Anche quest'anno riproporrete 'Cinedonna'?

L'anno scorso abbiamo fatto il 'numero zero'. A fine giugno lo riproponiamo: si tratta di una rassegna di tre giorni dedicata alle donne. Verranno attrici importanti a presentare film internazionali dedicati al mondo delle donne e anche 'fabbricanti' del cinema: produttrici donna, registe, scenografe. Lo scorso anno parlarono di Cinedonna testate nazionali come 'Io Donna' e 'Gioia'. Confidiamo di ripetere il successo della passata edizione e di avere ospiti importanti, oltre ad un pubblico numeroso.

Il cinema è cultura anche a Le Befane?

Il cinema è cultura, ovunque. Ma ci vuole programmazione. Puntare sui giovani, coinvolgere le nuove generazioni, le scuole, i bambini: per vivere il cinema come luogo di aggregazione e come luogo di cultura. Lo stesso Governo Renzi ha previsto nell'App 18 che i 500 Euro potessero essere spesi anche per il biglietto del cinema. Favorendo questo spettatore giovane, lo trasformiamo in uno spettatore preparato, esigente e amante del 'luogo cinema'. Abbiamo invitato a Riccione Ivan Controneo con il film 'Un bacio' ed Andrea Molaioli con 'Slam', lungometraggi sui giovani e per i giovani, cercando di creare dietro alla magia dello schermo, un momento di riflessione e confronto. Trovo sempre bellissimo ad esempio, come per le giornate della memoria si riuniscano tanti studenti a ricordare quanto accaduto.

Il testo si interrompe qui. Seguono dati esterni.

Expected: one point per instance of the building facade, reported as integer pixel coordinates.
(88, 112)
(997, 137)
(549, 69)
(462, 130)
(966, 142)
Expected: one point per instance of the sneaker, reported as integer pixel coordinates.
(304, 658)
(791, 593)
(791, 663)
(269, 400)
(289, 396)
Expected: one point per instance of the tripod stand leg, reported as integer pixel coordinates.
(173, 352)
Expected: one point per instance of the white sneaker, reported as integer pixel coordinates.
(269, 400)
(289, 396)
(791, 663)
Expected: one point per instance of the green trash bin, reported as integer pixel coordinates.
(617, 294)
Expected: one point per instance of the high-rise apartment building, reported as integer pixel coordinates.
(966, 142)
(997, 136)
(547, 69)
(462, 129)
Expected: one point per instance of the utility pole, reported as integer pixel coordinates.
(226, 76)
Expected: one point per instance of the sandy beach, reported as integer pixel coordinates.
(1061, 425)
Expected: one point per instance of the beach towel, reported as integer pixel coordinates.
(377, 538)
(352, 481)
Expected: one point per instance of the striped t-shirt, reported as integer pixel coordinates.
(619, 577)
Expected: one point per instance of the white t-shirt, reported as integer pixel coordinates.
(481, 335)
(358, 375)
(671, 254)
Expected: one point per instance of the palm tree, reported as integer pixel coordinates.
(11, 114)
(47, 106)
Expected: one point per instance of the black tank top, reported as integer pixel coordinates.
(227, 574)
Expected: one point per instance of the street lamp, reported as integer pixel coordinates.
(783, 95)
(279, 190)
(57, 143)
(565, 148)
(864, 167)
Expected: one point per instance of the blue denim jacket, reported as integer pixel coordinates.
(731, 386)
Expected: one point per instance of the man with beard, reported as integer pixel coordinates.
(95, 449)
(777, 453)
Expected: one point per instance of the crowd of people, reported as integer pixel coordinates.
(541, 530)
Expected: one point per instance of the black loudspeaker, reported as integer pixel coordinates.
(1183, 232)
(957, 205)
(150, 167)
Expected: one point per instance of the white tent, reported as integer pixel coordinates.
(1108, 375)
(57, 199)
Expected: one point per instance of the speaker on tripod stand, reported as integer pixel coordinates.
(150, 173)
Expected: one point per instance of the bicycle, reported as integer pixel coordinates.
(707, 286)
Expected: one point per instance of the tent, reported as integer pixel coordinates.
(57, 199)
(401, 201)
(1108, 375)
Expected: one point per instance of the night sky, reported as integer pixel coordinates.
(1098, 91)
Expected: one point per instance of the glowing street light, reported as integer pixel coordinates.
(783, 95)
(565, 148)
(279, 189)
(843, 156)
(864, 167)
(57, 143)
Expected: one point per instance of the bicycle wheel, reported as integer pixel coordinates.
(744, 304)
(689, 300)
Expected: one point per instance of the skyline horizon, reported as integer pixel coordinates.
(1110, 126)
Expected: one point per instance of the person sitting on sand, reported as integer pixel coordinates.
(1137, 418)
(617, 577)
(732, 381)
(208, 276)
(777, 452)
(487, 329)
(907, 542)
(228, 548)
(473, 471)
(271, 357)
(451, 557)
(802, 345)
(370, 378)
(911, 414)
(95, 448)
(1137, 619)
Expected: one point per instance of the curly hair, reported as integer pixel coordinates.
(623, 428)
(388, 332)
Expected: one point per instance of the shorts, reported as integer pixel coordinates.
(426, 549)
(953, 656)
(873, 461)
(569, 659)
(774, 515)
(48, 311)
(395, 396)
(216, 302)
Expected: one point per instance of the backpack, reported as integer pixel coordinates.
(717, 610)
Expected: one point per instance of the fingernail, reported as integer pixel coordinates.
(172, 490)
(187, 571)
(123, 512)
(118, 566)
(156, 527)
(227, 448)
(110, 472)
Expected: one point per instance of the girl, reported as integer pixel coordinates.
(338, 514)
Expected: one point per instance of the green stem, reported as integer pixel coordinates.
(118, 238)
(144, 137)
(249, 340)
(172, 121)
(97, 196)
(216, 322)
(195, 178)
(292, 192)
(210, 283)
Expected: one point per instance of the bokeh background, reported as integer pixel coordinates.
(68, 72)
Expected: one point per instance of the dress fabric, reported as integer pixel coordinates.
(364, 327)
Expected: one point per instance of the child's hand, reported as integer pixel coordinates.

Se il presente la soddisfa, per il futuro cosa avete in mente?

Vorrei avere sempre più titoli in anteprima, produzioni e attori di film a Rimini e Riccione. Sono quelle iniziative che rappresentano il valore aggiunto per la sala cinema e per Rimini e che differenziano questa piazza dal resto del Paese. A Rimini è possibile incontrare i propri beniamini. È un coinvolgimento più profondo: non solo per la tecnica, ma dal punto di vista umano e dell'esperienza che solo la settima arte ti può fare vivere.